Yes, I haven't found out, yet, either, how to reproduce this bug with certainty. It's just weird that this is happening from time to time, and gives me a bit of a bad feeling.

The machine here is an EPYC 7502P on a TYAN platform with 256 GB RAM. It uses NVME and SATA SSDs. Boot is from two mirrored (ZFS, I had meant to use md, but this is not officially supported) Kingston DC1000B SSDs.
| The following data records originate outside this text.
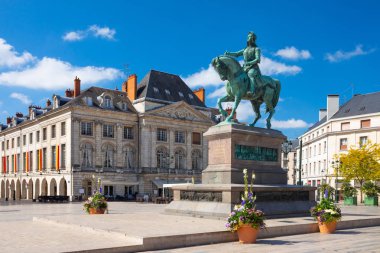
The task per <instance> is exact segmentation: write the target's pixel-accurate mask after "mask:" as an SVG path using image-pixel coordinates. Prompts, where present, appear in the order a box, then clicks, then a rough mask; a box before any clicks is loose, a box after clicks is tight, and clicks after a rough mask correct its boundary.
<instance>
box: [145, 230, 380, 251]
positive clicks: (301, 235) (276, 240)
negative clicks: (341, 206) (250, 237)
mask: <svg viewBox="0 0 380 253" xmlns="http://www.w3.org/2000/svg"><path fill="white" fill-rule="evenodd" d="M379 240H380V226H377V227H368V228H356V229H347V230H338V231H336V233H335V234H330V235H323V234H319V233H313V234H305V235H293V236H283V237H276V238H269V239H261V240H258V241H257V243H256V244H239V243H238V242H232V243H221V244H212V245H205V246H197V247H188V248H181V249H172V250H160V251H150V252H156V253H229V252H231V253H232V252H233V253H248V252H249V253H251V252H257V253H266V252H268V253H269V252H270V253H272V252H275V253H286V252H289V253H316V252H323V253H327V252H339V253H341V252H355V253H358V252H366V253H370V252H373V253H375V252H376V253H379V252H380V245H379Z"/></svg>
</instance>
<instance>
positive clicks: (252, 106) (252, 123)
mask: <svg viewBox="0 0 380 253" xmlns="http://www.w3.org/2000/svg"><path fill="white" fill-rule="evenodd" d="M251 104H252V108H253V111H254V112H255V114H256V118H255V120H254V121H253V122H252V124H249V126H255V124H256V122H257V121H258V120H259V119H260V118H261V114H260V105H261V103H259V102H258V101H257V100H251Z"/></svg>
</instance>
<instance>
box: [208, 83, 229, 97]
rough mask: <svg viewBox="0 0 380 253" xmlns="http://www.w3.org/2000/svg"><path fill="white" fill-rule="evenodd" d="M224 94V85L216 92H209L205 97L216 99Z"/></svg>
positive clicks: (224, 92) (220, 87)
mask: <svg viewBox="0 0 380 253" xmlns="http://www.w3.org/2000/svg"><path fill="white" fill-rule="evenodd" d="M226 93H227V92H226V87H224V85H223V86H222V87H220V88H217V89H216V90H214V91H213V92H211V93H210V94H209V95H208V96H207V97H208V98H218V97H221V96H224V95H225V94H226Z"/></svg>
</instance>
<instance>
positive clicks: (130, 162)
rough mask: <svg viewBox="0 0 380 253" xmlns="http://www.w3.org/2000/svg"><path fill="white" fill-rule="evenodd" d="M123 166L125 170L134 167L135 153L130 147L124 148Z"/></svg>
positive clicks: (134, 166)
mask: <svg viewBox="0 0 380 253" xmlns="http://www.w3.org/2000/svg"><path fill="white" fill-rule="evenodd" d="M124 166H125V168H127V169H132V168H134V167H135V152H134V150H133V148H132V147H129V146H127V147H126V148H124Z"/></svg>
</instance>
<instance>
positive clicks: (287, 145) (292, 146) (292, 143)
mask: <svg viewBox="0 0 380 253" xmlns="http://www.w3.org/2000/svg"><path fill="white" fill-rule="evenodd" d="M292 147H293V143H292V142H291V141H288V140H286V141H285V142H284V143H282V153H283V154H284V159H283V161H284V167H285V170H286V173H288V171H289V158H288V154H289V153H290V151H292ZM285 161H286V166H285Z"/></svg>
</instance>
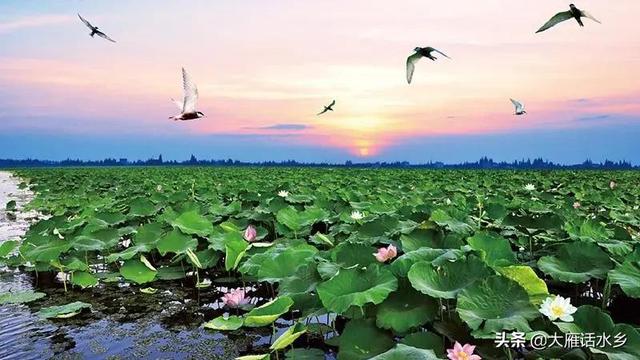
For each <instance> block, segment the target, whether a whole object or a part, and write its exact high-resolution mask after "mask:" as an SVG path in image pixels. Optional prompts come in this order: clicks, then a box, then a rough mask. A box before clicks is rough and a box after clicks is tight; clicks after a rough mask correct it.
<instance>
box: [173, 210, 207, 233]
mask: <svg viewBox="0 0 640 360" xmlns="http://www.w3.org/2000/svg"><path fill="white" fill-rule="evenodd" d="M171 225H172V226H174V227H177V228H178V229H180V230H181V231H182V232H183V233H185V234H189V235H198V236H202V237H206V236H209V235H211V233H212V232H213V224H212V223H211V221H209V220H208V219H207V218H205V217H204V216H202V215H200V214H199V213H198V212H197V211H196V210H190V211H187V212H184V213H182V214H180V216H178V217H177V218H176V219H175V220H173V221H172V222H171Z"/></svg>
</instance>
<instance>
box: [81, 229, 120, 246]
mask: <svg viewBox="0 0 640 360" xmlns="http://www.w3.org/2000/svg"><path fill="white" fill-rule="evenodd" d="M119 240H120V234H119V233H118V230H117V229H102V230H97V231H93V232H87V233H83V234H82V235H79V236H77V237H75V238H74V239H73V241H72V242H71V243H72V246H73V248H74V249H76V250H78V251H102V250H105V249H109V248H112V247H114V246H116V245H117V244H118V241H119Z"/></svg>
There are also two mirrored P4800X, 6 Micron 9300 Max in striped mirrors, and 4 SATA SSDs (Samsung, Kingston) in a striped mirror in the system.
 
I can't reproduce it here but my setup is quite different.
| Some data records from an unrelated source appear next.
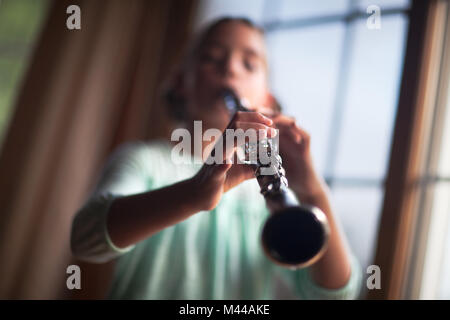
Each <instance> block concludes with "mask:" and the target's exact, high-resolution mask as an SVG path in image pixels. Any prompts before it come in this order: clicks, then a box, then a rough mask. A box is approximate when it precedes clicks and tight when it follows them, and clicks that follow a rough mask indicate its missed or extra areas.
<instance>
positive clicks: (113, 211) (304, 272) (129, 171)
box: [71, 18, 361, 299]
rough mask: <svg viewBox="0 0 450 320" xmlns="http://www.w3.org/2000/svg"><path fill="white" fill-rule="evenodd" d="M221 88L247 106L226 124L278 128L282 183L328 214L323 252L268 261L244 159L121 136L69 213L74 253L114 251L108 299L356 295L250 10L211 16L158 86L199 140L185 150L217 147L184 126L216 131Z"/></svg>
mask: <svg viewBox="0 0 450 320" xmlns="http://www.w3.org/2000/svg"><path fill="white" fill-rule="evenodd" d="M224 88H232V89H233V90H234V91H236V92H237V93H238V95H239V96H240V97H244V98H245V99H246V101H248V104H249V106H250V108H251V109H252V110H254V112H244V113H241V112H239V113H238V114H237V118H236V122H235V128H241V129H243V130H244V131H245V130H246V129H249V128H252V129H256V130H258V129H262V130H264V131H265V132H266V134H267V136H269V137H270V136H274V135H275V134H277V132H276V131H274V130H273V129H275V128H276V129H278V134H279V141H280V154H281V156H282V158H283V166H284V168H285V169H286V176H287V179H288V180H289V184H290V187H291V189H292V190H294V192H295V194H296V196H297V197H298V198H299V200H300V201H301V202H303V203H308V204H311V205H314V206H317V207H319V208H321V209H322V211H323V212H324V213H325V214H326V215H327V218H328V220H329V223H330V230H331V233H330V241H329V245H328V248H327V250H326V252H325V253H324V255H323V256H322V257H321V258H320V259H319V260H318V261H317V262H316V263H315V264H313V265H312V266H310V267H308V268H305V269H300V270H296V271H292V270H289V269H285V268H282V267H279V266H277V265H275V264H273V263H272V262H270V261H269V260H268V259H267V258H266V256H265V255H264V254H263V252H262V248H261V247H260V243H259V235H260V228H261V227H262V224H263V223H264V222H265V220H266V218H267V216H268V214H269V213H268V211H267V209H266V207H265V202H264V199H263V197H262V196H261V195H260V194H259V186H258V184H257V182H256V180H255V179H254V174H253V171H252V170H251V169H250V167H249V166H246V165H242V164H227V163H223V164H219V165H208V164H206V163H205V164H203V165H202V164H198V161H197V162H195V161H193V162H191V163H188V164H175V163H174V161H173V160H172V158H171V150H172V148H173V144H171V142H168V141H153V142H144V141H140V142H135V143H127V144H125V145H123V146H122V147H121V148H119V149H118V150H117V151H116V152H115V153H114V154H113V155H112V156H111V157H110V159H109V161H108V163H107V165H106V166H105V169H104V171H103V174H102V175H101V177H100V180H99V182H98V184H97V186H96V189H95V191H94V192H93V194H92V195H91V197H90V198H89V199H88V201H87V202H86V203H85V204H84V206H83V207H82V208H80V210H79V211H78V212H77V214H76V216H75V218H74V221H73V225H72V237H71V244H72V251H73V253H74V254H75V255H76V256H77V257H78V258H80V259H84V260H86V261H91V262H96V263H102V262H106V261H109V260H111V259H115V258H117V264H116V269H115V275H114V279H113V282H112V286H111V288H110V291H109V295H108V297H109V298H112V299H117V298H126V299H276V298H280V297H282V296H280V294H279V293H278V292H277V288H280V286H281V287H283V286H284V292H288V293H289V294H290V296H288V297H293V298H299V299H351V298H356V297H357V295H358V293H359V286H360V282H361V270H360V267H359V265H358V263H357V261H356V259H355V258H354V256H353V254H352V253H351V250H350V249H349V248H348V245H347V244H346V241H345V239H344V235H343V233H342V232H341V230H340V229H339V227H338V225H337V223H336V219H335V216H334V214H333V211H332V208H331V206H330V201H329V196H328V190H327V187H326V185H325V183H324V181H323V180H322V179H321V178H320V177H319V175H318V174H317V172H316V171H315V169H314V166H313V162H312V158H311V153H310V143H311V138H310V136H309V135H308V133H307V132H305V130H303V129H302V128H301V127H300V126H298V125H297V124H296V122H295V119H293V118H289V117H286V116H284V115H282V114H281V113H280V112H279V111H280V110H279V107H278V105H277V104H276V103H275V100H274V98H273V97H272V95H271V94H270V90H269V87H268V66H267V58H266V48H265V43H264V35H263V32H262V30H261V29H260V28H258V27H257V26H255V25H254V24H253V23H251V22H250V21H249V20H247V19H243V18H223V19H220V20H218V21H216V22H214V23H213V24H211V25H210V26H209V27H208V28H207V29H206V30H205V31H204V32H203V33H202V34H201V35H200V36H199V37H198V39H197V41H195V42H194V43H193V45H192V47H191V49H190V50H189V51H188V54H187V55H186V57H185V59H184V61H183V64H182V68H180V71H179V72H178V74H177V76H176V77H174V79H173V81H172V82H171V85H170V87H169V90H168V91H167V95H166V97H167V102H168V106H169V111H170V113H171V115H172V116H173V118H174V119H176V120H178V121H181V123H182V124H183V125H184V126H185V128H186V129H188V130H189V131H190V132H191V133H192V134H191V136H192V137H193V138H194V141H192V142H193V145H195V143H201V145H202V148H201V150H199V148H195V147H192V148H191V150H192V153H193V154H192V156H193V158H194V159H197V160H199V159H202V160H203V161H204V160H205V158H204V155H205V154H208V152H209V150H211V148H212V146H213V145H214V143H213V142H208V141H203V139H202V137H201V136H200V137H199V136H195V135H194V134H193V131H194V130H193V123H194V120H200V121H202V129H203V131H205V130H207V129H209V128H218V129H220V130H221V131H223V130H224V129H225V127H226V126H227V124H228V122H229V118H230V115H229V113H228V111H227V109H226V108H225V105H224V103H223V101H222V97H221V94H220V93H221V92H222V90H223V89H224ZM204 150H206V152H205V151H204ZM227 156H230V155H227ZM284 297H286V296H284Z"/></svg>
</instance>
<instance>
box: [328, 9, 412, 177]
mask: <svg viewBox="0 0 450 320" xmlns="http://www.w3.org/2000/svg"><path fill="white" fill-rule="evenodd" d="M382 23H383V25H382V28H381V29H380V30H370V29H368V28H367V27H366V21H365V20H364V19H362V20H358V21H357V22H356V23H355V24H353V25H352V26H351V27H352V28H354V29H353V31H354V32H355V35H354V36H355V38H354V46H353V50H352V53H351V57H350V58H351V61H352V63H351V66H350V68H349V70H348V71H347V72H348V79H349V83H348V91H347V92H346V93H345V94H344V101H343V106H344V109H345V113H344V114H343V124H342V126H341V128H342V132H341V133H340V134H341V139H340V141H338V145H337V150H338V151H337V162H336V167H335V168H336V172H335V174H336V175H337V176H344V177H345V176H347V177H348V176H351V177H371V178H382V177H383V176H384V174H385V170H386V163H387V158H388V154H389V150H390V143H391V135H392V129H393V120H394V116H395V110H396V106H397V98H398V91H399V85H400V78H401V77H400V76H401V67H402V61H403V51H404V44H405V34H406V31H407V30H406V28H407V20H406V19H405V18H404V17H403V15H395V16H390V17H386V18H384V19H383V22H382Z"/></svg>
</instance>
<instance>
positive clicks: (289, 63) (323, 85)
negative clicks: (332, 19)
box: [267, 23, 345, 173]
Please try the pve-kernel-5.4 maybe it solve it.
If not I can hopefully test is next week with a similar HW.
 
@wolfgang: I'm sorry that I have to report that the segfault upon boot is back.

Code:
#dmesg | grep zfs
[   23.442792] traps: zfs[10790] general protection fault ip:7fbe057054a6 sp:7fbdf7ff7310 error:0 in libc-2.28.so[7fbe056a3000+148000]
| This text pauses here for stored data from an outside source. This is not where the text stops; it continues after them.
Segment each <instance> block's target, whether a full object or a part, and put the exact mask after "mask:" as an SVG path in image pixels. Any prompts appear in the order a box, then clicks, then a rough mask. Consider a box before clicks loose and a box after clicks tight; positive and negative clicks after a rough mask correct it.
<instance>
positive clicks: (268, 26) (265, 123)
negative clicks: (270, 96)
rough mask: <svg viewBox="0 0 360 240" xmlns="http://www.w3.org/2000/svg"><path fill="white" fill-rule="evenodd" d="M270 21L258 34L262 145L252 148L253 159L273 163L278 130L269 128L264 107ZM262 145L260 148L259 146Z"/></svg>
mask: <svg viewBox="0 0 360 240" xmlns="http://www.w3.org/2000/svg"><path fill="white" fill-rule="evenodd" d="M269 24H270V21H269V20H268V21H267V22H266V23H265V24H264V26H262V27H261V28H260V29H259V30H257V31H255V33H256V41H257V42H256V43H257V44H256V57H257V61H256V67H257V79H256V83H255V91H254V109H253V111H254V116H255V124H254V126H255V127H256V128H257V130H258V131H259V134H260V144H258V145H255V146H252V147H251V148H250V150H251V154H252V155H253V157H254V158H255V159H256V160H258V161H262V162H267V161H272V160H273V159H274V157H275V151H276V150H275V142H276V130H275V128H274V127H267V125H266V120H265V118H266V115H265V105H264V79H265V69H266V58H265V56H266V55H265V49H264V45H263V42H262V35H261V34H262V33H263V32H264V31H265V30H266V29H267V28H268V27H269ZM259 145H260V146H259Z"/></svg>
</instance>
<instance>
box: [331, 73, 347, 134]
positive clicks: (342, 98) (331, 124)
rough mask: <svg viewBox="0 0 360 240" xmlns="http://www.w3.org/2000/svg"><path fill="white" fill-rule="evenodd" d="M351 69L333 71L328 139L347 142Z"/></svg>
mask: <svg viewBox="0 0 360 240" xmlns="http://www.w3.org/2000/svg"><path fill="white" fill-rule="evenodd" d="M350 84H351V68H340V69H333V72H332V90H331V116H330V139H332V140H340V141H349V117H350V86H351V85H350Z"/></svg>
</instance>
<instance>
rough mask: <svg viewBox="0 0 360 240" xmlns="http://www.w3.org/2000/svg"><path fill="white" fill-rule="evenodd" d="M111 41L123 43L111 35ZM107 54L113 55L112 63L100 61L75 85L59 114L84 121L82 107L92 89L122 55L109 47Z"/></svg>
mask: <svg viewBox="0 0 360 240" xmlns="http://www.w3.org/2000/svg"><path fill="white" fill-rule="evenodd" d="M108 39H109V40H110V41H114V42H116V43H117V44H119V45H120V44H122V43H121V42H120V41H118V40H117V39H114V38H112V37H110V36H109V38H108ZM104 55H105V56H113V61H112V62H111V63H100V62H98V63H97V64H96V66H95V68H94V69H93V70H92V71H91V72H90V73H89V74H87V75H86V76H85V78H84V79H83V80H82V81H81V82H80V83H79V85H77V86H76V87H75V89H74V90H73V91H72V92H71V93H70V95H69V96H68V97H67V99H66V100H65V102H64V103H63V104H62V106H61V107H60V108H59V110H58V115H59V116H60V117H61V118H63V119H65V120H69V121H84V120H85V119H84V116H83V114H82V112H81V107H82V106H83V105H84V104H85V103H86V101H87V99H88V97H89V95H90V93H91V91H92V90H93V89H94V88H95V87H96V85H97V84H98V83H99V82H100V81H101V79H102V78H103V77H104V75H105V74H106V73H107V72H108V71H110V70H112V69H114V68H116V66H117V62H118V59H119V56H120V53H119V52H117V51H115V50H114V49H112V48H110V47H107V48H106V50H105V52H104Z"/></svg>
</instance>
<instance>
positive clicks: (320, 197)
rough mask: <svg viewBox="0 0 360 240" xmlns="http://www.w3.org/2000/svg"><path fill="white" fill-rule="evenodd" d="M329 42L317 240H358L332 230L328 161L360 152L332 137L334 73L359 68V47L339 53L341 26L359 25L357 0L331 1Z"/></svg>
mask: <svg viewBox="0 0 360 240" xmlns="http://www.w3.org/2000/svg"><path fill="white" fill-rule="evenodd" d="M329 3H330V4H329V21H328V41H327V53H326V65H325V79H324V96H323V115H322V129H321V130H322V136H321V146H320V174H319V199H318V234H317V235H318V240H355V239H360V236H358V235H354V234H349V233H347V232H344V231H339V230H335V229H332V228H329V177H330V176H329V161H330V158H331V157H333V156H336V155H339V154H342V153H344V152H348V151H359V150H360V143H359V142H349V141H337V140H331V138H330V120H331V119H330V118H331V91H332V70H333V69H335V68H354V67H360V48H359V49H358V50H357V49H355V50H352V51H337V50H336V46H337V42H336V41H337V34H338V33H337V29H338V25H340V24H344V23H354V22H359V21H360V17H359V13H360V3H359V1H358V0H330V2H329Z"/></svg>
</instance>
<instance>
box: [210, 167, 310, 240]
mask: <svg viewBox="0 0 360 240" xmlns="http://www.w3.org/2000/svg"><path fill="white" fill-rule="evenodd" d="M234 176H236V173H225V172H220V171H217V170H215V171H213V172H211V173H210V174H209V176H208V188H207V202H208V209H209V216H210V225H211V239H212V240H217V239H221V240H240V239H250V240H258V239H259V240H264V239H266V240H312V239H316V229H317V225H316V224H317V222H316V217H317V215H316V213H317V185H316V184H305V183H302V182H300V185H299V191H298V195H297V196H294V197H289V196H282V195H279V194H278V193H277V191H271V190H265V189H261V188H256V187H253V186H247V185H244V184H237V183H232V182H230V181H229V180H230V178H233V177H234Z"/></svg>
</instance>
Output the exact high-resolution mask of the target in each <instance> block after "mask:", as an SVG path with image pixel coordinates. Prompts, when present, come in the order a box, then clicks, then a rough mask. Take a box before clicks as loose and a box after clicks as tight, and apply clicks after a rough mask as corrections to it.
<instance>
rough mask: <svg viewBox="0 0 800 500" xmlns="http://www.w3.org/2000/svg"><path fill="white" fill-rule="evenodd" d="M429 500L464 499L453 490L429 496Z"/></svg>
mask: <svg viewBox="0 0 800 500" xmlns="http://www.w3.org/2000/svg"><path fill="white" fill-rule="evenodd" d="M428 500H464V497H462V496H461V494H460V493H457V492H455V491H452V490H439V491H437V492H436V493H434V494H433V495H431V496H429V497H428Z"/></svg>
[   23.462145] systemd[1]: zfs-mount.service: Main process exited, code=killed, status=11/SEGV
[   23.485228] systemd[1]: zfs-mount.service: Failed with result 'signal'.

pveversion -v:
Code:
proxmox-ve: 6.2-1 (running kernel: 5.4.41-1-pve)
pve-manager: 6.2-4 (running version: 6.2-4/9824574a)
pve-kernel-5.4: 6.2-2
pve-kernel-helper: 6.2-2
pve-kernel-5.3: 6.1-6
pve-kernel-5.4.41-1-pve: 5.4.41-1
pve-kernel-5.4.27-1-pve: 5.4.27-1
pve-kernel-5.3.18-3-pve: 5.3.18-3
pve-kernel-5.3.18-2-pve: 5.3.18-2
ceph-fuse: 12.2.11+dfsg1-2.1+b1
corosync: 3.0.3-pve1
criu: 3.11-3
glusterfs-client: 5.5-3
ifupdown: 0.8.35+pve1
ksm-control-daemon: 1.3-1
libjs-extjs: 6.0.1-10
libknet1: 1.15-pve1
libproxmox-acme-perl: 1.0.4
libpve-access-control: 6.1-1
libpve-apiclient-perl: 3.0-3
libpve-common-perl: 6.1-2
libpve-guest-common-perl: 3.0-10
libpve-http-server-perl: 3.0-5
libpve-storage-perl: 6.1-8
libqb0: 1.0.5-1
libspice-server1: 0.14.2-4~pve6+1
lvm2: 2.03.02-pve4
lxc-pve: 4.0.2-1
lxcfs: 4.0.3-pve2
novnc-pve: 1.1.0-1
proxmox-mini-journalreader: 1.1-1
proxmox-widget-toolkit: 2.2-1
pve-cluster: 6.1-8
pve-container: 3.1-6
pve-docs: 6.2-4
pve-edk2-firmware: 2.20200229-1
pve-firewall: 4.1-2
pve-firmware: 3.1-1
pve-ha-manager: 3.0-9
pve-i18n: 2.1-2
pve-qemu-kvm: 5.0.0-2
pve-xtermjs: 4.3.0-1
qemu-server: 6.2-2
smartmontools: 7.1-pve2
spiceterm: 3.1-1
vncterm: 1.6-1
zfsutils-linux: 0.8.4-pve1
 
This is not the same class of errors.

The error comes now from the zfs-mount.service.
Is there more information in journald?